То, на чем держится известность Бетховена в 1813 году, – это очень мощная разовая акция, которая имела сверхъестественный резонанс. И дала Бетховену (как говорят теперь шоумены), такие «обороты раскрутки», на которых он уже с огромной скоростью смог «ввинтиться» прямо в будущее, в великие, в классики. Это была военная игрушка – милитаристская, патриотическая. И – как положено для такого рода акций – чрезвычайно актуальная. Она касалась событий, которые были буквально у всех на слуху. Дело в том, что четыре союзные державы, четыре империи – Пруссия, Австро-Венгрия, Великобритания и Россия – объединились, чтобы наконец свалить Французскую империю и наполеоновскую армию. И вот, по случаю выдающихся успехов союзной коалиции, успехов абсолютно реальных, очень громких и действительно бывших у всех на устах в тот момент, была «отгрохана» (именно отгрохана) следующая вещичка. Пятнадцатиминутная «патриотическая песнь» с громом битв и пушками, где две английские мелодии – Правь, Британия и Боже, храни королеву – героически побеждали сопротивлявшуюся им французскую – Мальбрук в поход собрался.

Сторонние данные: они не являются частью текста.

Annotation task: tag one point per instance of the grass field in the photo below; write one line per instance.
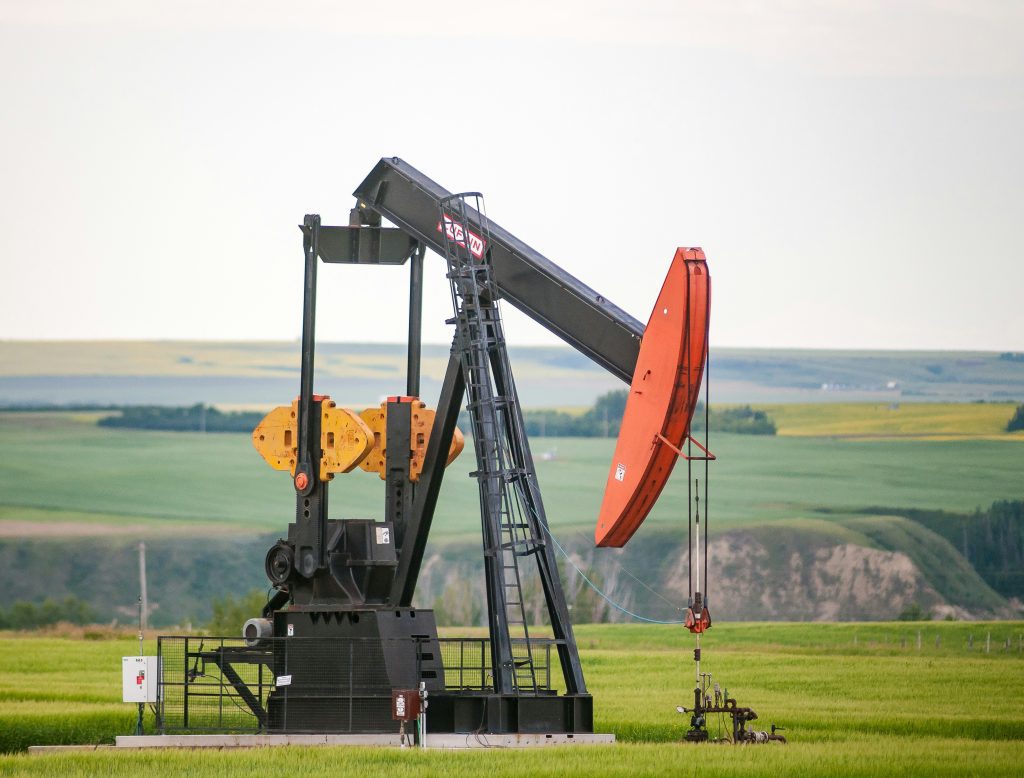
(856, 699)
(936, 421)
(59, 469)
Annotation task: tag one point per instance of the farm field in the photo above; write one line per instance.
(177, 373)
(61, 471)
(855, 699)
(936, 421)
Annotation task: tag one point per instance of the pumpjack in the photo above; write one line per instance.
(355, 578)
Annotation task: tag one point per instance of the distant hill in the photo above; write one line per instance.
(258, 374)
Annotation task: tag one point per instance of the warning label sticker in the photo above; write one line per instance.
(457, 234)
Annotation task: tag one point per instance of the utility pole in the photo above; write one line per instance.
(143, 598)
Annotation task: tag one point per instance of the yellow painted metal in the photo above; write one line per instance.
(422, 423)
(345, 439)
(275, 437)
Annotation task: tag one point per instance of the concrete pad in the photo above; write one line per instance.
(38, 750)
(444, 740)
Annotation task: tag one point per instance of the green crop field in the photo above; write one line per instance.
(947, 421)
(855, 699)
(59, 470)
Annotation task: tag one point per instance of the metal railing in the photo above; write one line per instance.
(214, 684)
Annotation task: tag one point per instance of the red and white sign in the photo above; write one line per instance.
(457, 234)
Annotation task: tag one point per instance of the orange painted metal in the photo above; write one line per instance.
(664, 392)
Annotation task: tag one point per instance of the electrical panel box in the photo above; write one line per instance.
(139, 679)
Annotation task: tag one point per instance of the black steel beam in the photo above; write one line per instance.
(429, 485)
(526, 278)
(415, 321)
(365, 246)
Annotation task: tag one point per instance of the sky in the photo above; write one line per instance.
(853, 169)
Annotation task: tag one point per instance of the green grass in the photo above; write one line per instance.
(953, 421)
(52, 464)
(853, 701)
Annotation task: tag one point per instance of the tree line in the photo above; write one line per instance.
(28, 615)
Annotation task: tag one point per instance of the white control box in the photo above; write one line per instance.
(139, 679)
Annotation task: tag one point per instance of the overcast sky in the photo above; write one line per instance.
(853, 170)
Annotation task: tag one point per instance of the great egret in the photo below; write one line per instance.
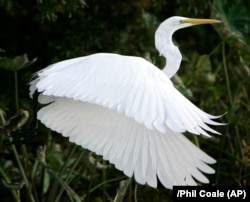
(127, 110)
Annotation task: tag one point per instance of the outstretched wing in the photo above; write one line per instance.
(129, 145)
(129, 85)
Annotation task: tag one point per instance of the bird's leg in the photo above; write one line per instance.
(17, 136)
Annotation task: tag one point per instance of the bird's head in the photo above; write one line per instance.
(176, 22)
(164, 44)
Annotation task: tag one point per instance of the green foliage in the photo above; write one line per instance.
(215, 75)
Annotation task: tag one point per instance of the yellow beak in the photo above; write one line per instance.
(200, 21)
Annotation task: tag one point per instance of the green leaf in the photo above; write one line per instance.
(16, 63)
(236, 22)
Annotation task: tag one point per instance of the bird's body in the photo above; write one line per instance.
(127, 110)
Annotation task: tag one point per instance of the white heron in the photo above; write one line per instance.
(127, 110)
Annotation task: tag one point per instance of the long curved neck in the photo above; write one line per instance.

Получить зал Венского университета под эту акцию Бетховену было вовсе не так легко. Для этого понадобилось вмешательство некоей «волосатой руки», даже двух «волосатых рук». Во-первых, пришлось подключить самого высокооплачиваемого и при этом, честно говоря, одного из самых бестолковых бетховенских учеников, эрцгерцога Рудольфа (все-таки он наследник австрийского престола). А во-вторых – и его камергера (фамилия того была Швайгер, по-немецки «молчун», однако когда надо было, «молчун» все-таки рот открывал, и очень даже весомо). И вот 8 и 12 декабря 1813 года в том самом, с трудом полученном зале – историческая премьера, точнее, сразу две. Среди прочего исполнялись Седьмая симфония Бетховена и Победа Веллингтона, или Битва при Виттории.

Человек, который заказал Бетховену эту вещицу для своих сугубо практических целей, звался Иоганном Непомуком Мельцелем, и был он не кем иным, как музыкальным Кулибиным XIX века. Ему принадлежали фантастические изобретения (и по числу, и по смыслу фантастические), за которые он получал действительно гигантский доход, но еще больше недополучал, поскольку дела с охраной прав на такие вещи в XIX столетии обстояли довольно диким образом. У Мельцеля в Вене был целый музей, куда рвались толпы любопытных. Например, там выставлялось якобы его изобретение (хотя на самом деле изобретение принадлежало не ему, а барону фон Кемпелену) – автоматический игрок в шахматы. Однажды эта машина на полном серьезе даже обыграла императора Наполеона Бонапарта. Так вот, чтобы уже окончательно обыграть Наполеона и в музыке, Мельцель опять был незаменим. Но на самом деле, Бетховен и музыка вообще были нужны Мельцелю для того, чтобы обыграть – не обязательно Наполеона (Наполеон – это пустяки) – всю Вену.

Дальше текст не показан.